TCK"nın 133/1. madde ve fıkrasında, iki veya daha fazla kişinin, başkalarının bilmeyeceği ve sınırlı bir dinleyici çevresi dışına çıkmayacağı yönünde haklı bir inanç ve iradeyle hareket ederek, herhangi bir aracı vasıta olarak kullanmadan, yüz yüze gerçekleştirdikleri, ancak özel bir çaba gösterilerek duyulabilecek, aleni olmayan, söze dayalı, sesli düşünce açıklamalarının, konuşmanın tarafı olmayan kişi veya kişilerce, ilgilisinin rızası olmaksızın, elverişli bir aletle (sesli bir açıklamayı kuvvetlendirerek veya naklederek onu ses alanının dışına çıkartıp doğrudan doğruya algılanabilir hale getirmeye yarayan her türlü düzenekle) dinlenmesi veya akustik olarak tekrar dinlenebilmesi imkanını sağlayan bir aletle kaydedilmesi; aynı Kanun"un 133/2. madde ve fıkrasında ise en az üç veya daha fazla kişinin, yüz yüze gerçekleştirdikleri, aleni olmayan, söze dayalı düşünce aktarımlarının, söyleşinin tarafı olan kişi veya kişilerce, ilgililerinin rızası olmaksızın, bir aletle kaydedilmesi, kişiler arasındaki konuşmaların dinlenmesi ve kayda alınması başlığı altında suç olarak tanımlanmıştır. Söyleşiden farklı olarak, iki kişi arasında da gerçekleşebilecek olan konuşmada, konuşan tarafların, aralarında geçen sözleri kaydetmesi, TCK"nın 133/1. madde ve fıkrası kapsamında suç olarak tanımlanmamış olup, koşulları bulunduğu takdirde eylem aynı Kanun"un 134/1. madde ve fıkrasında düzenlenen özel hayatın gizliliğini ihlal suçunu oluşturabilir.

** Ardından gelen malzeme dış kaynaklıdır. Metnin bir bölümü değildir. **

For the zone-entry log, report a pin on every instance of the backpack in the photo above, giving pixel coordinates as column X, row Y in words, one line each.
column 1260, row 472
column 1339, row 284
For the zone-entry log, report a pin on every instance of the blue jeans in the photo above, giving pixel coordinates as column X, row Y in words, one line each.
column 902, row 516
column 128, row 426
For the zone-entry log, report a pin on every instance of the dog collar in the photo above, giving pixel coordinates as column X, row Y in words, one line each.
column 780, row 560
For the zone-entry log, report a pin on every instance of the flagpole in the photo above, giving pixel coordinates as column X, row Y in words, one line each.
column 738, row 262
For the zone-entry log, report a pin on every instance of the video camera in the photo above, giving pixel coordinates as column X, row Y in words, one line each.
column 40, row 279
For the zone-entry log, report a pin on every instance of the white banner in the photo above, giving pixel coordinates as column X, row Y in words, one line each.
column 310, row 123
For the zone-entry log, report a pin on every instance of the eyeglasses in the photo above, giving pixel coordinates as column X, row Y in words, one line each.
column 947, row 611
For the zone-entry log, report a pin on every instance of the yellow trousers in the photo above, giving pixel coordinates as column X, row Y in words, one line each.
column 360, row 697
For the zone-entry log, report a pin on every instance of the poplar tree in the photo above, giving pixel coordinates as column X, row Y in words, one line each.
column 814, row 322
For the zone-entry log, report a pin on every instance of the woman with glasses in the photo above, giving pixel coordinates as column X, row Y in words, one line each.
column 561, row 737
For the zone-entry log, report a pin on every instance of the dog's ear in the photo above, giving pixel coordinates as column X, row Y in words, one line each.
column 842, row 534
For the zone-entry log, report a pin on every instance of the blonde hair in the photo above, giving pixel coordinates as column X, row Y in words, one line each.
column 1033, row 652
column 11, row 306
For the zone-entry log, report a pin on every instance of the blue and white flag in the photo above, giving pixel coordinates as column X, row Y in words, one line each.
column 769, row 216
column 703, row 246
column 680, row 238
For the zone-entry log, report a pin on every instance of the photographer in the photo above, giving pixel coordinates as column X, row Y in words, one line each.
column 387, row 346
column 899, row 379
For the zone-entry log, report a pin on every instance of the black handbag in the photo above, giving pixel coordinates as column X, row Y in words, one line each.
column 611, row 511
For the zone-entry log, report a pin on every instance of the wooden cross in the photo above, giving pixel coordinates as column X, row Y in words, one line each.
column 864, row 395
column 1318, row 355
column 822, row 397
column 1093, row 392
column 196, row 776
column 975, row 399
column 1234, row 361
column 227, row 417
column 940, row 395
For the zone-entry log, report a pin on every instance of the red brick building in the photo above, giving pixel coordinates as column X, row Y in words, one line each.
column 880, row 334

Somut olayda, yüz yüze gerçekleşen ve dinleyicilerin de hazır olduğu anlaşılan konuşmanın tarafları sadece sanık ve şikayetçi olup, sanığın tarafı olduğu konuşmayı kaydetmesi nedeniyle TCK"nın 133/1. madde ve fıkrasındaki kişiler arasındaki konuşmaların dinlenmesi ve kayda alınması suçunun yasal unsurları oluşmamıştır.
Şikayete konu ses kaydını içeren CD"nin çözümüne ilişkin 17 sayfadan ibaret döküm ile tarafların beyanlarına göre, kayda alınan görüşme esnasında, şikayetçinin özel yaşam alanına dahil ve onun özel hayatının gizliliğini ihlal edecek bir husus konuşulmadığı nazara alındığında, sanığın eylemi, TCK"nın 134/1. madde ve fıkrasındaki özel hayatın gizliliğini ihlal suçunu da oluşturmayacaktır.
Açıklanan nedenlerle sanığa yüklenen fiilin kanunda suç olarak tanımlanmamış olmasından dolayı sanık hakkında CMK"nın 223/2-a madde, fıkra ve bendi gereğince beraat kararı verilmesi gerekirken, yasal ve yeterli bir gerekçeye dayanılmaksızın, sanığın TCK"nın 133/1. madde ve fıkrasındaki kişiler arasındaki konuşmaların dinlenmesi ve kayda alınması suçundan mahkumiyetine karar verilmesi,
2- Kabul ve uygulamaya göre de:
Uzun süreli hapis cezası ertelenen sanık hakkında, kasten işlemiş olduğu suçtan dolayı hapis cezasına mahkumiyetin kanuni sonucu olarak TCK"nın 53. maddesinin (1) numaralı fıkrasının (c) bendinde yazılı hak yoksunluğuna, aynı Kanun"un 53/3. madde ve fıkrası da nazara alınarak hükmedilmesi gerektiğinin gözetilmemesi ve Anayasa Mahkemesinin TCK"nın 53. maddesindeki hak yoksunluklarına ilişkin 24.11.2015 günlü Resmi Gazete"de yayımlanan 08.10.2015 tarihli, 2014/140 esas, 2015/85 karar sayılı iptal kararının dikkate alınmasında zorunluluk bulunması,
Bozmayı gerektirmiş olup, sanığın temyiz itirazları bu itibarla yerinde görüldüğünden, hükmün bu nedenlerle 5320 sayılı Kanunun 8. maddesi uyarınca halen uygulanmakta olan 1412 sayılı CMUK"un 321. maddesi gereğince isteme uygun olarak BOZULMASINA, 10.10.2018 tarihinde oybirliğiyle karar verildi.